Sin embargo, la reacción oficial fue tan contundente como silenciosa. Ni el rey, ni la reina Letizia, ni la Corona emitieron declaraciones al respecto. Fieles a su histórica estrategia, optaron por no darle entidad pública a versiones no confirmadas.
En ese contexto, todas las miradas se posaron en su primera aparición pública en conjunto tras el estallido del escándalo. Y fue allí donde, sin pronunciar una sola palabra sobre el tema, los gestos comenzaron a hablar.
La salida de los reyes Felipe y Letizia en medio del escándalo mediático de 'Los novios de Felipe'
El martes 14 de abril, Felipe VI y Letizia Ortiz se mostraron juntos en el barrio madrileño de Entrevías, en el distrito de Puente de Vallecas, con motivo del 25º aniversario de la Escuela de Hostelería del Sur, un proyecto de formación profesional impulsado por la Fundación José María de Llanos.

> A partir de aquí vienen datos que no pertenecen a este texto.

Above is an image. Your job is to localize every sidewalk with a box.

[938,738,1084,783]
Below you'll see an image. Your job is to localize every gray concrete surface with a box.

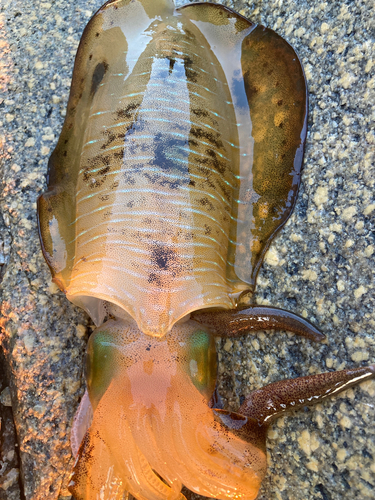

Se trató de su segunda visita reciente al sur de Madrid, luego de su aparición sorpresa durante el Viernes Santo en Carabanchel, donde asistieron a una procesión junto a sus hijas, la princesa Leonor y la infanta Sofía.
Lejos de esquivar la exposición, los reyes se mostraron activos, cercanos y distendidos durante toda la jornada. Tras ser recibidos frente a un mural urbano, iniciaron un recorrido por distintas áreas del predio, incluyendo el Espacio Mujer Madrid (EMMA), un centro dedicado a la atención integral de mujeres en situación de vulnerabilidad.

Allí, compartieron charlas con las asistentes, interesándose por sus procesos de formación laboral, desde la elaboración de currículums hasta la preparación para entrevistas de trabajo. La escena —cargada de cercanía y escucha— reforzó una imagen de compromiso social en un momento especialmente delicado en lo mediático.
La agenda continuó en la Escuela de Hostelería, donde saludaron a alumnos, docentes y autoridades, participaron de una foto grupal y mantuvieron intercambios informales con los presentes. Todo transcurrió con absoluta normalidad institucional, sin señales de incomodidad o tensión.

Para los expertos en realeza, este tipo de apariciones no son casuales. En un entorno donde cada gesto se analiza al detalle, la decisión de mostrarse unidos, activos y enfocados en su rol institucional funciona como una respuesta implícita al ruido externo.
Sin desmentidas, sin aclaraciones, pero con una puesta en escena sólida, Felipe VI y Letizia eligieron el camino que mejor conocen: el de la continuidad. Porque en la monarquía, muchas veces, el silencio no es vacío… es mensaje.